Project description:Breast and ovarian cancers harboring homologous recombination deficiency (HRD) are sensitive to PARP inhibitors and platinum chemotherapy. Conventionally, detecting HRD involves screening for defects in BRCA1, BRCA2, and other relevant genes. Recent analyses have shown that HRD cancers exhibit characteristic mutational patterns due to the activities of HRD-associated mutational signatures.
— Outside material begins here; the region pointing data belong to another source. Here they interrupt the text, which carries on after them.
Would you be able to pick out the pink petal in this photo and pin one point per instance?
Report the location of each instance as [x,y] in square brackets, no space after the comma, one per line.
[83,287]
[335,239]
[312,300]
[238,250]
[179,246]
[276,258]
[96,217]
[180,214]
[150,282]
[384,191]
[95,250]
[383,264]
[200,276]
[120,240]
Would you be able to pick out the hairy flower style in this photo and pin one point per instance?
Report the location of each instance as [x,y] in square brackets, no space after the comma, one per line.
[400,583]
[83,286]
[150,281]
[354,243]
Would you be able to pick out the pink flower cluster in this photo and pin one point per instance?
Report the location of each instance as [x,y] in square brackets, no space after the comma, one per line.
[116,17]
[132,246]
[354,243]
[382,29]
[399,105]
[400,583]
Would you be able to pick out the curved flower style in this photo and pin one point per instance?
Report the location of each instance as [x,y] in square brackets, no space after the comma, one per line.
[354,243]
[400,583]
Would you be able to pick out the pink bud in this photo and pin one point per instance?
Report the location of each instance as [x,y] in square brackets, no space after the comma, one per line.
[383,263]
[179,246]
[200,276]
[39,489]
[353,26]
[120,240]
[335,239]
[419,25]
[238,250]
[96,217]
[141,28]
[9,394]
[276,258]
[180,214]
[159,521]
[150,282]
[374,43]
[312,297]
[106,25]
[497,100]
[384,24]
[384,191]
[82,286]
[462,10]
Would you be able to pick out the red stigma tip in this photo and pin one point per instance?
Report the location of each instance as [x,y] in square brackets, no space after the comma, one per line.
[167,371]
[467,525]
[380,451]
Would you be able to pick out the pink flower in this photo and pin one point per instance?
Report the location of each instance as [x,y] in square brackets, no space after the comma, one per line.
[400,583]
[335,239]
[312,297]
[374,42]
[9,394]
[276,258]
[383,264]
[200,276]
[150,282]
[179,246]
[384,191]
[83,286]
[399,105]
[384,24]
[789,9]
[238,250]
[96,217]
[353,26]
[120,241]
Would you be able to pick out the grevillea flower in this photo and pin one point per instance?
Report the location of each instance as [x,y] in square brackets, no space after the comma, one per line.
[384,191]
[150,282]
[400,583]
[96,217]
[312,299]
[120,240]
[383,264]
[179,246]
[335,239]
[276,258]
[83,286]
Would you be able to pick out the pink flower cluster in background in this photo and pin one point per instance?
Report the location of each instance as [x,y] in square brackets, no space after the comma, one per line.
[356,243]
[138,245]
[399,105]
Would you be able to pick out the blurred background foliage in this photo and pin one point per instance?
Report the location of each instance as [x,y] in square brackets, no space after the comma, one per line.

At least three machine learning tools exist for detecting HRD based on mutational patterns. Here, using sequencing data from 1,043 breast and 182 ovarian cancers, we trained Homologous Recombination Proficiency Profiler (HRProfiler), a machine learning method for detecting HRD using six mutational features. HRProfiler's performance is assessed against prior approaches using additional independent datasets of 417 breast and 115 ovarian cancers, including retrospective data from a clinical trial involving patients treated with PARP inhibitors. Our results demonstrate that HRProfiler is the only tool that robustly and consistently predicts clinical response from whole-exome sequenced breast and ovarian cancers.